His link with the Eva was manifest intangibly and tangibly as well. The
intangible effect was the symgnosis between pilot and life form, what for
the soul symbiosis is for life. Only Shinji was aware of the tangible
consequences. His nervous system was so accustomed to the controls and
to the feedback he received from the Eva that releasing his grip would set
his teeth on edge and touching his body while he was synched induced
nausea.

"Commence maneuvers, Unit 01," came the voice into Shinji's ears.

_I know this woman. Katsuragi Misato._

There was no cookie-cutter operating system for the Eva units. Each pilot,
as a consequence of his or her synchronization and adaptation to the job,
associated specific actions with his or her symgnostic's actions. Shinji
moved the right armature and put pressure on the upper part of the grip, so
01 made a sinusoidal motion with her right arm.
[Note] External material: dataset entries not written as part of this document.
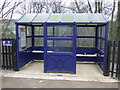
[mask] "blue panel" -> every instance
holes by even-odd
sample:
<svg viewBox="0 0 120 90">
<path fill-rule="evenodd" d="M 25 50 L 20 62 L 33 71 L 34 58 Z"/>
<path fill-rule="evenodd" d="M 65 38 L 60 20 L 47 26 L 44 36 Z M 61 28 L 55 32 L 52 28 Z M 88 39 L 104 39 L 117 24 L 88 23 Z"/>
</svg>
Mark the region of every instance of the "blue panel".
<svg viewBox="0 0 120 90">
<path fill-rule="evenodd" d="M 74 70 L 72 55 L 47 54 L 47 72 L 71 72 Z"/>
<path fill-rule="evenodd" d="M 77 61 L 97 62 L 97 57 L 76 57 Z"/>
<path fill-rule="evenodd" d="M 19 65 L 20 65 L 19 68 L 22 68 L 28 62 L 33 60 L 31 48 L 32 47 L 29 47 L 29 48 L 25 49 L 24 51 L 19 52 Z"/>
<path fill-rule="evenodd" d="M 77 47 L 76 53 L 78 54 L 95 54 L 97 53 L 97 49 L 95 47 Z"/>
</svg>

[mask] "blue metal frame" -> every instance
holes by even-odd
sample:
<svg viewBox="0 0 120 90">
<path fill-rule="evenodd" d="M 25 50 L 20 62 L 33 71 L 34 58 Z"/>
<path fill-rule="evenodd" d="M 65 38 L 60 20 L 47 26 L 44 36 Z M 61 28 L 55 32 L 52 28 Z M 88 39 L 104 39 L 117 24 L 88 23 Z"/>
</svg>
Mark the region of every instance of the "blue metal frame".
<svg viewBox="0 0 120 90">
<path fill-rule="evenodd" d="M 69 24 L 56 24 L 56 25 L 69 25 Z M 47 25 L 47 26 L 54 26 L 54 24 L 50 24 L 50 25 Z M 46 28 L 46 26 L 44 27 L 45 28 L 45 30 L 44 30 L 44 47 L 46 48 L 44 51 L 45 51 L 45 53 L 44 53 L 44 72 L 71 72 L 71 73 L 76 73 L 76 24 L 70 24 L 69 26 L 73 26 L 73 37 L 72 38 L 48 38 L 47 37 L 47 28 Z M 73 42 L 73 52 L 71 52 L 71 53 L 66 53 L 66 52 L 62 52 L 62 53 L 60 53 L 60 52 L 55 52 L 55 53 L 47 53 L 47 40 L 72 40 L 72 42 Z M 58 56 L 58 57 L 56 57 L 56 55 Z M 51 62 L 50 61 L 50 59 L 49 58 L 47 58 L 47 57 L 52 57 L 52 58 L 56 58 L 56 60 L 58 59 L 60 59 L 60 58 L 63 58 L 63 57 L 67 57 L 67 58 L 69 58 L 69 57 L 73 57 L 73 60 L 71 60 L 71 62 L 73 62 L 73 68 L 71 68 L 71 70 L 68 70 L 68 71 L 66 71 L 66 70 L 56 70 L 56 69 L 52 69 L 52 70 L 50 70 L 49 69 L 49 67 L 48 67 L 48 64 Z M 71 57 L 71 58 L 72 58 Z M 70 59 L 69 59 L 70 60 Z M 54 65 L 55 65 L 56 63 L 54 63 Z M 67 66 L 69 66 L 69 65 L 67 65 Z M 66 66 L 66 68 L 67 68 L 67 66 Z M 69 67 L 69 69 L 70 69 L 70 67 Z"/>
<path fill-rule="evenodd" d="M 33 24 L 42 24 L 43 27 L 44 27 L 44 36 L 34 36 L 34 26 Z M 86 25 L 79 25 L 79 24 L 86 24 Z M 97 24 L 97 25 L 89 25 L 89 24 Z M 47 22 L 44 22 L 44 23 L 41 23 L 41 22 L 16 22 L 16 70 L 20 70 L 20 68 L 22 66 L 24 66 L 27 62 L 29 62 L 30 60 L 34 60 L 35 56 L 32 55 L 33 58 L 31 57 L 27 57 L 27 58 L 24 58 L 24 60 L 26 60 L 26 62 L 24 62 L 22 65 L 20 65 L 20 60 L 22 58 L 20 58 L 20 55 L 23 55 L 23 57 L 25 56 L 24 54 L 21 54 L 22 52 L 19 51 L 19 32 L 18 32 L 18 25 L 30 25 L 32 27 L 32 35 L 31 36 L 27 36 L 26 38 L 29 38 L 29 37 L 32 37 L 32 47 L 29 47 L 26 49 L 26 52 L 25 54 L 29 54 L 31 55 L 31 51 L 33 49 L 38 49 L 38 50 L 44 50 L 44 72 L 46 73 L 47 72 L 47 40 L 64 40 L 64 38 L 47 38 L 47 27 L 48 26 L 51 26 L 51 25 L 72 25 L 73 28 L 74 28 L 74 33 L 73 33 L 73 39 L 72 38 L 66 38 L 66 40 L 73 40 L 73 57 L 74 57 L 74 62 L 76 60 L 80 60 L 80 61 L 95 61 L 98 63 L 98 65 L 100 66 L 100 68 L 102 69 L 103 71 L 103 74 L 105 75 L 105 72 L 106 72 L 106 43 L 107 43 L 107 40 L 108 40 L 108 26 L 109 26 L 109 23 L 93 23 L 93 22 L 84 22 L 84 23 L 63 23 L 63 22 L 58 22 L 58 23 L 47 23 Z M 39 25 L 38 25 L 39 26 Z M 78 27 L 96 27 L 96 33 L 95 33 L 95 36 L 77 36 L 76 33 L 77 33 L 77 26 Z M 105 28 L 105 37 L 102 37 L 102 35 L 100 37 L 98 37 L 98 27 L 102 27 L 102 26 L 106 26 Z M 34 46 L 34 37 L 44 37 L 44 46 L 43 47 L 35 47 Z M 95 47 L 77 47 L 76 46 L 76 38 L 95 38 Z M 101 48 L 99 49 L 98 48 L 98 39 L 101 39 L 101 40 L 104 40 L 104 52 L 101 50 Z M 87 57 L 76 57 L 76 53 L 84 53 L 84 52 L 87 52 L 87 53 L 97 53 L 98 54 L 98 57 L 96 58 L 87 58 Z M 57 53 L 58 55 L 60 55 L 60 53 Z M 56 54 L 56 55 L 57 55 Z M 67 55 L 67 53 L 64 53 L 65 55 Z M 43 54 L 42 54 L 43 55 Z M 104 55 L 104 57 L 101 57 L 101 55 Z M 73 73 L 76 73 L 76 64 L 74 63 L 74 72 Z"/>
</svg>

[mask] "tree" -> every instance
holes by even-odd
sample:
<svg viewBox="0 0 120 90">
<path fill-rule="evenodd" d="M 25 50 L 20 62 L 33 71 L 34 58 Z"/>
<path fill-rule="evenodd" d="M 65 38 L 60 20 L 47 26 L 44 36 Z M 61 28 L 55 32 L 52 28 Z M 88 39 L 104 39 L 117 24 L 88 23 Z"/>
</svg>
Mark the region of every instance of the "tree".
<svg viewBox="0 0 120 90">
<path fill-rule="evenodd" d="M 6 30 L 8 28 L 8 25 L 10 24 L 10 21 L 14 14 L 14 10 L 21 3 L 22 2 L 12 2 L 12 0 L 10 1 L 4 0 L 3 4 L 0 7 L 0 18 L 2 20 L 2 30 Z M 6 22 L 7 18 L 9 18 L 9 20 Z"/>
<path fill-rule="evenodd" d="M 114 19 L 115 5 L 116 5 L 116 0 L 114 0 L 114 2 L 113 2 L 113 9 L 112 9 L 112 15 L 111 15 L 110 35 L 109 35 L 109 39 L 110 39 L 110 40 L 115 40 L 115 35 L 114 35 L 115 30 L 114 30 L 113 27 L 112 27 L 112 26 L 113 26 L 113 23 L 114 23 L 113 19 Z"/>
<path fill-rule="evenodd" d="M 118 1 L 118 11 L 117 11 L 117 36 L 116 36 L 116 40 L 120 41 L 120 1 Z"/>
</svg>

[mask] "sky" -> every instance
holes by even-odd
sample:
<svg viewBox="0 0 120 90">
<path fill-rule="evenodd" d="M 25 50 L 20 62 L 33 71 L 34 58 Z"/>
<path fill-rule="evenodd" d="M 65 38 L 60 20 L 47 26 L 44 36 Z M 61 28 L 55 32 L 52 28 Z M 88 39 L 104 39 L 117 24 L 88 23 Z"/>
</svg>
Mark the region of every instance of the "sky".
<svg viewBox="0 0 120 90">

_She is my housemate, my superior, my friend? My friend? Do I trust her?
Do I feel for her?_

        TRUST           FEEL

01 raised her right lower arm perpendicular to the ground, then rotated her
wrist and touched each fingertip, one by one, to her thumb. Her right arm
jerked to her side; then her left arm began the same complex series of
actions.

_I hear her speak._

        SHADOW IN THE DOORWAY

_I obey what she says. I behave towards Katsuragi Misato as it seems
appropriate._

        SAKE TOAST

01's actions changed to the even more baroque. She stood on one foot, then
only on tiptoes, arms splayed out for balance. She executed deep knee
bends and squat thrusts in rapid succession. Her performance climaxed with
her reaching one arm behind her shoulder while the other came up to grasp
it at the wrist; with her arms locked thus, she shuffled backwards in a tight
circle, without any visible signs of stress.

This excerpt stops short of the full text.